- Host country: Malta
- Dates: 25–27 November 2005
- Cities: Valletta
- Venues: Mellieha
- Participants: 52 (of 53 members)
- Heads of State or Government: 38
- Chair: Lawrence Gonzi (Prime Minister)
- Follows: 2003
- Precedes: 2007

Key points

= 2005 Commonwealth Heads of Government Meeting =

Commonwealth of Nations summit

The 2005 Commonwealth Heads of Government Meeting was the 19th Meeting of the Heads of Government of the Commonwealth of Nations. It was held in Valletta, Malta, between 25 and 27 November 2005, and hosted by Prime Minister Lawrence Gonzi.

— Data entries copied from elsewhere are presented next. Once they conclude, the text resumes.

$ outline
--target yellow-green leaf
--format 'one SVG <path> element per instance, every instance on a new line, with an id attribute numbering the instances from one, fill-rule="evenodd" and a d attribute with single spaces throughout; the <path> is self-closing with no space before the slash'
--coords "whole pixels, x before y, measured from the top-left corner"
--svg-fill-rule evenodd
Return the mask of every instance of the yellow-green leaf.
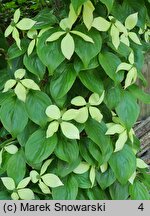
<path id="1" fill-rule="evenodd" d="M 87 36 L 86 34 L 79 32 L 79 31 L 71 31 L 71 33 L 78 35 L 79 37 L 81 37 L 83 40 L 90 42 L 90 43 L 94 43 L 93 39 L 89 36 Z"/>
<path id="2" fill-rule="evenodd" d="M 29 188 L 19 189 L 18 195 L 22 200 L 33 200 L 34 199 L 34 193 Z"/>
<path id="3" fill-rule="evenodd" d="M 57 121 L 53 121 L 49 124 L 46 131 L 46 138 L 49 138 L 54 135 L 58 131 L 59 123 Z"/>
<path id="4" fill-rule="evenodd" d="M 129 32 L 129 38 L 136 44 L 142 45 L 137 34 L 135 32 Z"/>
<path id="5" fill-rule="evenodd" d="M 112 25 L 111 30 L 110 30 L 110 35 L 112 37 L 112 44 L 116 49 L 118 49 L 119 44 L 120 44 L 120 39 L 119 39 L 119 30 Z"/>
<path id="6" fill-rule="evenodd" d="M 13 29 L 14 29 L 14 27 L 9 25 L 7 27 L 7 29 L 5 30 L 5 33 L 4 33 L 5 37 L 8 37 L 12 33 Z"/>
<path id="7" fill-rule="evenodd" d="M 75 118 L 75 121 L 78 123 L 85 123 L 88 119 L 89 112 L 87 107 L 82 107 L 78 110 L 78 115 Z"/>
<path id="8" fill-rule="evenodd" d="M 21 50 L 21 46 L 20 46 L 21 40 L 19 38 L 19 32 L 18 32 L 18 30 L 16 28 L 13 29 L 12 37 L 16 41 L 16 44 L 17 44 L 18 48 Z"/>
<path id="9" fill-rule="evenodd" d="M 64 31 L 58 31 L 58 32 L 54 32 L 50 37 L 48 37 L 46 39 L 46 42 L 52 42 L 55 40 L 58 40 L 62 35 L 64 35 L 66 32 Z"/>
<path id="10" fill-rule="evenodd" d="M 133 184 L 135 177 L 136 177 L 136 171 L 131 175 L 131 177 L 128 179 L 128 181 L 129 181 L 131 184 Z"/>
<path id="11" fill-rule="evenodd" d="M 18 8 L 14 13 L 14 22 L 17 23 L 20 18 L 20 9 Z"/>
<path id="12" fill-rule="evenodd" d="M 23 79 L 20 81 L 28 89 L 39 90 L 39 86 L 31 79 Z"/>
<path id="13" fill-rule="evenodd" d="M 3 160 L 2 156 L 3 156 L 3 149 L 0 151 L 0 167 L 2 164 L 2 160 Z"/>
<path id="14" fill-rule="evenodd" d="M 123 133 L 123 131 L 125 130 L 125 128 L 120 125 L 120 124 L 113 124 L 111 127 L 108 128 L 108 130 L 106 131 L 106 135 L 113 135 L 115 133 Z"/>
<path id="15" fill-rule="evenodd" d="M 36 42 L 35 39 L 30 42 L 27 50 L 28 56 L 33 52 L 33 49 L 35 47 L 35 42 Z"/>
<path id="16" fill-rule="evenodd" d="M 61 117 L 60 109 L 56 105 L 48 106 L 45 113 L 51 119 L 58 120 Z"/>
<path id="17" fill-rule="evenodd" d="M 36 21 L 29 19 L 29 18 L 23 18 L 22 20 L 20 20 L 17 23 L 17 28 L 19 28 L 20 30 L 29 30 L 31 29 L 34 24 L 36 23 Z"/>
<path id="18" fill-rule="evenodd" d="M 126 62 L 122 62 L 120 65 L 118 65 L 116 72 L 120 70 L 126 70 L 129 71 L 132 68 L 131 64 L 128 64 Z"/>
<path id="19" fill-rule="evenodd" d="M 128 86 L 135 83 L 136 78 L 137 78 L 137 69 L 136 67 L 132 67 L 131 70 L 129 70 L 129 72 L 127 73 L 124 88 L 126 89 Z"/>
<path id="20" fill-rule="evenodd" d="M 42 180 L 47 186 L 52 187 L 52 188 L 63 185 L 62 181 L 58 178 L 58 176 L 51 174 L 51 173 L 43 175 Z"/>
<path id="21" fill-rule="evenodd" d="M 83 22 L 88 30 L 90 30 L 93 22 L 93 11 L 95 10 L 91 1 L 86 1 L 83 6 Z"/>
<path id="22" fill-rule="evenodd" d="M 103 115 L 97 107 L 89 107 L 89 112 L 93 119 L 95 119 L 98 122 L 102 121 Z"/>
<path id="23" fill-rule="evenodd" d="M 148 168 L 148 165 L 140 158 L 136 159 L 136 166 L 141 169 Z"/>
<path id="24" fill-rule="evenodd" d="M 15 71 L 14 76 L 16 79 L 22 79 L 25 76 L 25 73 L 26 73 L 25 69 L 21 68 Z"/>
<path id="25" fill-rule="evenodd" d="M 62 122 L 60 126 L 65 137 L 69 139 L 80 139 L 79 130 L 72 123 Z"/>
<path id="26" fill-rule="evenodd" d="M 66 36 L 61 41 L 61 51 L 65 58 L 68 60 L 71 59 L 73 53 L 74 53 L 75 45 L 73 37 L 67 33 Z"/>
<path id="27" fill-rule="evenodd" d="M 96 17 L 93 20 L 92 26 L 96 28 L 98 31 L 106 32 L 110 28 L 111 23 L 108 22 L 103 17 Z"/>
<path id="28" fill-rule="evenodd" d="M 8 81 L 5 83 L 3 92 L 9 91 L 9 90 L 10 90 L 11 88 L 13 88 L 15 85 L 16 85 L 16 80 L 14 80 L 14 79 L 8 80 Z"/>
<path id="29" fill-rule="evenodd" d="M 17 98 L 19 100 L 25 102 L 27 91 L 26 91 L 25 87 L 21 83 L 18 83 L 16 85 L 16 87 L 15 87 L 15 94 L 17 95 Z"/>

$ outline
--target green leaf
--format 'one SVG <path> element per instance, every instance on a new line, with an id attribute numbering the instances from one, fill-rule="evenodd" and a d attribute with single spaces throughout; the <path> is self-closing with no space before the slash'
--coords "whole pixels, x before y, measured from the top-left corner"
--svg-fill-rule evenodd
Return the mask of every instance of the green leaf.
<path id="1" fill-rule="evenodd" d="M 72 173 L 73 170 L 79 165 L 80 162 L 81 162 L 81 159 L 79 157 L 72 163 L 58 160 L 56 174 L 63 178 L 69 175 L 70 173 Z"/>
<path id="2" fill-rule="evenodd" d="M 74 177 L 76 178 L 77 182 L 78 182 L 78 187 L 79 188 L 83 188 L 83 189 L 87 189 L 87 188 L 91 188 L 91 181 L 89 178 L 89 172 L 85 172 L 83 174 L 76 174 L 74 175 Z"/>
<path id="3" fill-rule="evenodd" d="M 110 187 L 109 192 L 112 200 L 127 200 L 129 197 L 129 184 L 122 185 L 115 181 Z"/>
<path id="4" fill-rule="evenodd" d="M 65 64 L 61 73 L 57 70 L 51 79 L 50 92 L 54 100 L 62 98 L 71 89 L 76 79 L 76 71 L 72 64 Z"/>
<path id="5" fill-rule="evenodd" d="M 138 13 L 130 14 L 125 20 L 125 27 L 128 30 L 133 29 L 138 21 Z"/>
<path id="6" fill-rule="evenodd" d="M 110 28 L 111 23 L 108 22 L 103 17 L 96 17 L 93 20 L 92 27 L 96 28 L 98 31 L 108 31 Z"/>
<path id="7" fill-rule="evenodd" d="M 71 31 L 71 33 L 81 37 L 84 41 L 94 43 L 93 39 L 80 31 Z"/>
<path id="8" fill-rule="evenodd" d="M 52 41 L 58 40 L 64 34 L 65 34 L 65 31 L 54 32 L 50 37 L 47 38 L 46 42 L 52 42 Z"/>
<path id="9" fill-rule="evenodd" d="M 90 91 L 102 94 L 104 87 L 98 70 L 80 71 L 79 78 Z"/>
<path id="10" fill-rule="evenodd" d="M 24 103 L 17 98 L 8 97 L 1 106 L 0 119 L 6 130 L 16 137 L 28 122 Z"/>
<path id="11" fill-rule="evenodd" d="M 90 30 L 93 22 L 93 11 L 95 7 L 91 1 L 86 1 L 83 7 L 83 22 L 88 30 Z"/>
<path id="12" fill-rule="evenodd" d="M 100 1 L 107 7 L 108 13 L 110 13 L 115 1 L 114 0 L 100 0 Z"/>
<path id="13" fill-rule="evenodd" d="M 73 37 L 69 33 L 67 33 L 66 36 L 61 41 L 61 51 L 65 56 L 65 58 L 70 60 L 74 53 L 74 49 L 75 49 L 75 44 L 74 44 Z"/>
<path id="14" fill-rule="evenodd" d="M 36 53 L 32 53 L 30 56 L 24 55 L 23 63 L 31 73 L 35 74 L 40 79 L 43 78 L 46 67 Z"/>
<path id="15" fill-rule="evenodd" d="M 51 100 L 44 92 L 30 91 L 25 103 L 29 118 L 36 124 L 44 127 L 48 120 L 45 110 L 50 104 Z"/>
<path id="16" fill-rule="evenodd" d="M 112 185 L 115 180 L 116 177 L 110 167 L 104 173 L 96 171 L 96 181 L 103 190 Z"/>
<path id="17" fill-rule="evenodd" d="M 125 91 L 122 95 L 121 101 L 116 107 L 116 112 L 124 126 L 130 130 L 139 116 L 139 106 L 129 92 Z"/>
<path id="18" fill-rule="evenodd" d="M 16 85 L 16 80 L 14 79 L 9 79 L 4 85 L 4 90 L 3 92 L 9 91 L 11 88 L 13 88 Z"/>
<path id="19" fill-rule="evenodd" d="M 79 147 L 76 140 L 66 139 L 64 136 L 59 136 L 55 155 L 68 163 L 72 163 L 79 156 Z"/>
<path id="20" fill-rule="evenodd" d="M 10 194 L 7 191 L 0 191 L 0 200 L 10 200 Z"/>
<path id="21" fill-rule="evenodd" d="M 55 187 L 59 187 L 61 185 L 63 185 L 63 183 L 61 182 L 61 180 L 58 178 L 58 176 L 48 173 L 48 174 L 44 174 L 41 179 L 43 180 L 43 182 L 52 188 Z"/>
<path id="22" fill-rule="evenodd" d="M 31 164 L 42 162 L 53 153 L 56 145 L 56 135 L 46 138 L 45 131 L 41 129 L 35 131 L 25 145 L 25 155 L 28 162 Z"/>
<path id="23" fill-rule="evenodd" d="M 26 162 L 22 150 L 14 154 L 7 163 L 7 175 L 18 184 L 25 176 Z"/>
<path id="24" fill-rule="evenodd" d="M 136 170 L 136 157 L 133 150 L 128 145 L 125 145 L 121 151 L 111 155 L 109 164 L 118 181 L 121 184 L 126 184 Z"/>
<path id="25" fill-rule="evenodd" d="M 17 146 L 15 145 L 8 145 L 5 146 L 4 149 L 9 153 L 9 154 L 16 154 L 16 152 L 18 151 Z"/>
<path id="26" fill-rule="evenodd" d="M 73 170 L 76 174 L 83 174 L 87 172 L 90 168 L 90 165 L 87 162 L 81 161 L 81 163 Z"/>
<path id="27" fill-rule="evenodd" d="M 17 186 L 17 189 L 25 188 L 29 184 L 30 180 L 30 177 L 26 177 L 23 180 L 21 180 Z"/>
<path id="28" fill-rule="evenodd" d="M 87 0 L 71 0 L 71 3 L 74 7 L 75 12 L 77 12 L 78 8 L 84 4 Z"/>
<path id="29" fill-rule="evenodd" d="M 15 59 L 21 55 L 23 55 L 27 48 L 28 48 L 28 44 L 29 44 L 29 40 L 23 38 L 21 40 L 21 50 L 18 48 L 18 46 L 16 45 L 16 43 L 12 44 L 9 49 L 8 49 L 8 59 Z"/>
<path id="30" fill-rule="evenodd" d="M 20 30 L 29 30 L 31 29 L 34 24 L 36 23 L 36 21 L 29 19 L 29 18 L 23 18 L 22 20 L 20 20 L 17 23 L 17 28 L 19 28 Z"/>
<path id="31" fill-rule="evenodd" d="M 75 200 L 77 194 L 78 183 L 72 175 L 64 180 L 64 186 L 52 189 L 52 197 L 54 200 Z"/>
<path id="32" fill-rule="evenodd" d="M 20 81 L 27 89 L 39 90 L 39 86 L 32 79 L 23 79 Z"/>
<path id="33" fill-rule="evenodd" d="M 27 90 L 20 82 L 16 85 L 14 92 L 20 101 L 26 101 Z"/>
<path id="34" fill-rule="evenodd" d="M 129 193 L 132 200 L 150 200 L 147 188 L 138 180 L 134 181 L 133 185 L 130 185 Z"/>
<path id="35" fill-rule="evenodd" d="M 1 178 L 4 186 L 8 189 L 8 190 L 14 190 L 15 189 L 15 182 L 12 178 L 10 177 L 2 177 Z"/>
<path id="36" fill-rule="evenodd" d="M 85 67 L 90 63 L 90 60 L 94 58 L 101 50 L 102 39 L 99 32 L 95 29 L 91 29 L 87 32 L 85 27 L 80 26 L 77 30 L 83 31 L 87 36 L 91 37 L 94 43 L 85 42 L 80 37 L 74 37 L 75 39 L 75 52 L 82 60 Z"/>
<path id="37" fill-rule="evenodd" d="M 146 104 L 150 104 L 150 94 L 145 93 L 139 86 L 136 84 L 128 87 L 129 92 L 135 97 L 141 100 L 142 102 Z"/>
<path id="38" fill-rule="evenodd" d="M 141 169 L 148 168 L 148 165 L 140 158 L 136 159 L 137 167 Z"/>
<path id="39" fill-rule="evenodd" d="M 117 73 L 118 65 L 121 63 L 117 55 L 111 52 L 103 52 L 99 54 L 99 63 L 104 69 L 105 73 L 115 82 L 123 80 L 123 72 Z"/>
<path id="40" fill-rule="evenodd" d="M 45 43 L 49 35 L 54 32 L 54 29 L 44 32 L 37 44 L 37 54 L 43 64 L 48 67 L 50 74 L 52 74 L 65 59 L 60 49 L 60 41 Z"/>
<path id="41" fill-rule="evenodd" d="M 99 123 L 96 120 L 90 118 L 85 125 L 85 131 L 88 137 L 99 146 L 102 152 L 103 163 L 109 160 L 113 152 L 110 137 L 105 135 L 106 130 L 107 127 L 103 122 Z"/>
<path id="42" fill-rule="evenodd" d="M 36 21 L 33 29 L 46 29 L 47 27 L 53 26 L 57 22 L 56 16 L 49 8 L 40 10 L 39 13 L 34 17 Z"/>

Malta is the smallest country to have hosted a CHOGM, committing the country to a major undertaking. Nonetheless, the event passed smoothly, marked by the visit of both Queen Elizabeth II, Head of the Commonwealth, and the British aircraft carrier HMS Illustrious.

==Commonwealth Ministerial Action Group==
The Commonwealth Ministerial Action Group (CMAG) put much emphasis on the position held by Pakistani President Pervez Musharraf, and overcame opposition from Pakistan to declare that his holding the two positions of President and Chief of Army Staff were "incompatible with the basic principles of democracy and the spirit of the Harare Commonwealth principles" and that "until the two offices are separated, the process of democratization will not be irreversible".

Of note to commentators and the media was the non-discussion of Uganda, where opposition leader Kizza Besigye was arrested days before the CHOGM, and two months before the country's first multiparty elections since Yoweri Museveni took power in 1986. Uganda's capital, Kampala, had been arranged to host the 2007 CHOGM, and the Commonwealth leaders were keenly aware that to hold the CHOGM in a country that was deemed undemocratic would reflect badly on the Commonwealth Secretariat and undermine the Commonwealth's commitment to human rights and good governance.

CMAG membership rotated once again, with Malaysia, Papua New Guinea, Saint Lucia, and the United Kingdom joining it, as the Bahamas, India, Samoa, and Nigeria left.